Kitap içerisinde değinilecek bir dünya şey var ancak ben büyünün işleyişi hakkında birkaç şey yazmak istiyorum. Bu tür kitaplar içerisinde büyünün prensipleri, uygulanışı her zaman farklılık gösterir. Burada karşımıza çıkan yegane büyücü -şimdilik- Raistlin Majere olduğu için onun uygulamaları üzerinden gideceğim. Bildiğimiz gibi bir büyü yaptığınız zaman bir şeyler vermek zorundasınız. Her bir büyü fiziksel olarak sizi yıpratıp güçten düşürür. Raistlin’de bolca görüyoruz bu geri tepmeyi.Bunun yanında büyü sanatına hayatını veren birisi her zaman çalışmak zorunda. Öğrendiği bir büyüyü sürekli tekrar etmeli ki ihtiyacı olduğu anda hızlıca konsantre olup uygulayabilsin. Raistlin’in sürekli elinde kitapla çalışırken görmemiz bu yüzden. Bu disiplini tercih eden birisinin neyle karşı karşıya olduğunu kavraması açısından ilk kitapta gördüklerim tatmin edici olmuş. Bunları gördükten sonra farzı misal fırsatım olsa bende büyücü olmayı seçerdim sanırım. Rasitlin’in olduğu diyaloglar yeter insana. Gerçi Sınav’ın sonuçlarının ne kadar ağır olduğunu okuyunca insan bir durup düşünüyor.

raistlin

Raistlin demişken, serinin açık ara en sevilen karakterine Tracy Hickman ve Margaret Wies’in arkadaşları ile toplanıp oynadıkları role play seanslarında Terry Phillips hayat verir. O kadar iyi canlandırır ki; karakteri iş yazarların Raistlin’inin kitap içerisinde yer almasına karar vermelerine kadar gider. Bunun üzerine iyi ki varsın Terry diyorum. Olmasaydın kırmızı cübbeli büyücü de olmazdı.

Arayış…

…hiçbir zaman bitmez. Kimliği ile sorunları olan bir yarı-elf, geleneklerine bağlı bir şövalye, tek derdi macera olan bir kender, yaşlı ve huysuz bir cüce ve biri dev gibi bir savaşçı diğeri hastalıklı bir büyücü olan ikiz erkek kardeşten meydana gelen bir grup ne yaparsa onu yapıyorlar. Arıyorlar. Kimisi gerçek tanrıları, inançları kimisi ailesinden kalan onur ve mirası kimisi de gücü daha fazla gücü. Çok da alakalı bir topluluk değil, her zaman çok iyi anlaşamıyorlar doğruya doğru ancak her zaman birbirlerinin yanındalar. Ejderhaların ölüm kusan nefesleri enselerindeyken bile.
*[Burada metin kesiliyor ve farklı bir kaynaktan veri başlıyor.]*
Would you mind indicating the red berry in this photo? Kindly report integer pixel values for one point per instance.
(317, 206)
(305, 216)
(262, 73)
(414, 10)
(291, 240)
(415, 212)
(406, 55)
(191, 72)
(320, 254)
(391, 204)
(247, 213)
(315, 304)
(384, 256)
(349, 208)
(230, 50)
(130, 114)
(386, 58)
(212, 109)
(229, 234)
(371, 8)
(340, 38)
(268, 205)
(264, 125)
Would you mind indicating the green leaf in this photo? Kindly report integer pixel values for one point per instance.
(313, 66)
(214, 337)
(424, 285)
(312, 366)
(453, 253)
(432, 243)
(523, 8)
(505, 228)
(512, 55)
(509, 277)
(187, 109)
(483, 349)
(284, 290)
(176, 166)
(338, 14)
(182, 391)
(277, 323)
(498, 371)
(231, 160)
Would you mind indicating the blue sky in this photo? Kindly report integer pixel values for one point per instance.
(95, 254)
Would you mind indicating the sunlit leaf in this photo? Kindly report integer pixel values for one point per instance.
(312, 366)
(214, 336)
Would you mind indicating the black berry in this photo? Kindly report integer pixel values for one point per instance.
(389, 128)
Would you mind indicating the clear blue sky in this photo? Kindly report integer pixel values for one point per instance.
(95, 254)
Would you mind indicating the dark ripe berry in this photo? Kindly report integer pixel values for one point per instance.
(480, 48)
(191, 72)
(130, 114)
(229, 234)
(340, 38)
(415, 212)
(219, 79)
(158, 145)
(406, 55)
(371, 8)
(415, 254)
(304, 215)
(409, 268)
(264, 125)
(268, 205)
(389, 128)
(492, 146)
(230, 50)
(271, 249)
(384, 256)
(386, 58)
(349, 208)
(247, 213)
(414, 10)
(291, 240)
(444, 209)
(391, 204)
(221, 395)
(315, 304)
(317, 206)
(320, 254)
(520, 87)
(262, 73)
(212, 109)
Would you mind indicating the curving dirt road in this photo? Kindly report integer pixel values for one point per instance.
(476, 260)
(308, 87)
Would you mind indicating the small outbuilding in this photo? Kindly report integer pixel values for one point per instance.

Uzun zamandır dolaşımda olmayan bir seriydi Ejderha Mızrağı. Sahaflarda şans eseri bulunca hazine bulmuş gibi sevindiğimiz kitaplardı açıkçası. Bu gidişata dur diyen İthaki Yayınlarına teşekkürlerimi sunmak istiyorum. Başarılı çeviri ve düzenleme ile benim gibi yeni yetmelerin Tanis Yarı-elf ve yol arkadaşlarının maceralarına eşlik etmesini sağladılar. Ve tabi ki Rasitlin. Darısı serinin diğer kitaplarının başına.

Bu yazı, "İthaki Kütüphanesi" adlı yazı dizimizin bir parçasıdır.